Um sorriso

Por Amilcar Bettega*

 

 

Ela vinha chorando, de braço com a outra, as duas vestidas iguais, camisa branca com gola e punhos verdes. Pareciam irmãs, mas sem dúvida eram colegas de alguma agência imobiliária, em seus horários de almoço. Imobiliária ou laboratório de análises clínicas – não consegui ler o que estava junto ao logotipo no bolso da camisa.

Ela vinha chorando e sua boca fazia um arco para baixo como faz a da minha filha de seis anos quando está descontente com alguma coisa. Certamente por isso, ela de repente me pareceu uma criança vestida com roupas de adulto, uma criança atendente de uma agência imobiliária ou de um laboratório de análises clínicas no centro.

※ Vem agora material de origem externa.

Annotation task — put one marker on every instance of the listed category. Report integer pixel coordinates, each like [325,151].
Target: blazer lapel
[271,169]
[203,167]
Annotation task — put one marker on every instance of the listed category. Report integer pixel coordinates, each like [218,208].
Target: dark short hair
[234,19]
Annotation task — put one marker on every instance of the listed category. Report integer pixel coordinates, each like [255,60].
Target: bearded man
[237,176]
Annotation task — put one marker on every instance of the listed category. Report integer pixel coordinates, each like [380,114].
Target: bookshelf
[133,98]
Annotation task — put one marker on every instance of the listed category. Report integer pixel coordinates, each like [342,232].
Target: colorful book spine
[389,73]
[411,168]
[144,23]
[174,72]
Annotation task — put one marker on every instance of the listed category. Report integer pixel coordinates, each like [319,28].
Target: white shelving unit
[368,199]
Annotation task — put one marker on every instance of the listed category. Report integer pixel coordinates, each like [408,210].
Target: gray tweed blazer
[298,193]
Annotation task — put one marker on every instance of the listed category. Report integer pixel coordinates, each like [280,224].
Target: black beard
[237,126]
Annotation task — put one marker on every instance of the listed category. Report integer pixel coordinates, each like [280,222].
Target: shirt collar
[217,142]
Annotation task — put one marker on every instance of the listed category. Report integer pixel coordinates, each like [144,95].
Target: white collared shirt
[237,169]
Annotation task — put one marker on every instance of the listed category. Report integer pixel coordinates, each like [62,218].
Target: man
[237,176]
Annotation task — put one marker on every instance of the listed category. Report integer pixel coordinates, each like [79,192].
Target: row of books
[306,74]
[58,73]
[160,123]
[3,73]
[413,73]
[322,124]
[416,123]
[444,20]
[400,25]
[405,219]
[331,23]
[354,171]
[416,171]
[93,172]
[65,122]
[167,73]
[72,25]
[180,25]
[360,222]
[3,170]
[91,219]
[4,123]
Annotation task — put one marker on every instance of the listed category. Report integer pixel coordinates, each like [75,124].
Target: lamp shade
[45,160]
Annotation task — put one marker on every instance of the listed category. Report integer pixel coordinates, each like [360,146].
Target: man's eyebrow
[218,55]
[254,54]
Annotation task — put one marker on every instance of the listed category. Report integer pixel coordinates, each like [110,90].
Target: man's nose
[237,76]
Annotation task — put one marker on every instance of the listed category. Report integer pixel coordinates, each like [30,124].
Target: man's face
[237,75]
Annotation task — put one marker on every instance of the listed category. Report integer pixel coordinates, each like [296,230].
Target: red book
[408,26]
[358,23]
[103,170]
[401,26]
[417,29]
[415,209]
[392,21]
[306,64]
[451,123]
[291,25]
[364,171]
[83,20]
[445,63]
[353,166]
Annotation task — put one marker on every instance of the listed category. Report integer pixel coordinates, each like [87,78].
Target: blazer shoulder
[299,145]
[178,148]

Quando percebi, de longe, que ela chorava, pensei logo em algo grave, como uma doença (dela ou na família) ou mesmo a morte de um parente próximo (pai ou mãe; era muito jovem para ser casada e ter filhos). Mas quando ela já estava a poucos passos de mim tive a impressão de que era menos dramática a causa do seu choro, talvez uma briga com o namorado ou uma injustiça no emprego. E quando, finalmente, ela cruzou por mim, quase roçando meu braço, creio ter percebido a ponta de um sorriso em seu rosto ainda molhado pelas lágrimas. Um sorriso reproduzido, com sincera alegria, pela amiga, que não soltava o seu braço.   

***

 

Eles vinham na ponta da passarela para pedestres que sobrepassava a grande avenida. Lá embaixo, o sol rasante deixava um reflexo amarelo no riacho sujo que corria em um valão entre as duas vias da avenida. Eu estava na outra extremidade da passarela, a uns trinta metros. Eles vinham demasiadamente devagar. Em seguida percebi que o homem trazia no colo um bebê, minúsculo, e ela vinha agarrada ao seu braço. Caminhava, pareceu-me, com dificuldade, e já à altura do meio da passarela pude ver com mais nitidez o seu rosto. Ela chorava.

Ela vinha chorando, de braço dado com o marido que carregava o bebê minúsculo. O bebê estava coberto por um pano branco. A expressão dela era de dor, embora fosse evidente para mim que ela não sofria nenhuma dor física. O marido caminhava muito devagar, não sei se porque ela não podia acompanhar um passo mais rápido ou se era por cuidado com o bebê.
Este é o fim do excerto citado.